Using the smooth dice function as proposed in the V-Net paper:
encoded for multiple classes in pytorch with a smooth added so that it is always divisable:
class DiceLoss(torch.nn.Module):
def __init__(self, smooth=1):
super(DiceLoss, self).__init__()
self.smooth = smooth
def forward(self, inputs, targets):
assert inputs.shape == targets.shape, f"Shapes don't match {inputs.shape} != {targets.shape}"
inputs = inputs[:,1:] # skip background class
targets = targets[:,1:] # skip background class
axes = tuple(range(2, len(inputs.shape))) # sum over elements per sample and per class
intersection = torch.sum(inputs * targets, axes)
addition = torch.sum(torch.square(inputs) + torch.square(targets), axes)
return 1 - torch.mean((2 * intersection + self.smooth) / (addition + self.smooth))
The target is volumetric sample patches of size 52^3 = 140.608. The samples are non overlapping from a volume with 97% background, 2% liver and 1% tumor. As a result most patches will be completely background. The dice loss is bound between 0 and 1.
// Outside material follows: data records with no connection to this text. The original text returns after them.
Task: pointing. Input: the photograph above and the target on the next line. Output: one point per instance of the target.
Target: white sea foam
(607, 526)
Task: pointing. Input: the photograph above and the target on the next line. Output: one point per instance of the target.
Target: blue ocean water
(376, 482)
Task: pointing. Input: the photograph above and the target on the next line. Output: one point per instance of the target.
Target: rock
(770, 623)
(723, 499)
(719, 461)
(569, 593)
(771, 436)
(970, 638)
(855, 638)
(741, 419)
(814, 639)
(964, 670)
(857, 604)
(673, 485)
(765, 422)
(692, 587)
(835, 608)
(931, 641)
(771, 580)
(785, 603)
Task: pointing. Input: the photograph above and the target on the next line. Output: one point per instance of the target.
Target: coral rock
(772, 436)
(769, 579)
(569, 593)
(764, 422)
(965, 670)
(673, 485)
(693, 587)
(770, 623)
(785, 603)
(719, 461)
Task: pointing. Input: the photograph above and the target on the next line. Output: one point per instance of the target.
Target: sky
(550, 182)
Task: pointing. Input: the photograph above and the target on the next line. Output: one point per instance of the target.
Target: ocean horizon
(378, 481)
Other questions set the smoothness to 1.0 or much lower 1e-7
Suppose a patch is fully background (as are most) and the prediction is 0.01 (=1%) liver and 0.01 tumor for all elements. Setting the smoothness to 1.0 will still result in
1 - (2 x 0 + 1) / (0 + 140.608 x 0.0001 + 1) = 0.9336
Close to the maximum loss even though the prediction is accurate.
This forces the network to decrease the likelihood of a liver or tumor to 0.001 or lower. What is the commonly used as a smoothness setting for the dice loss?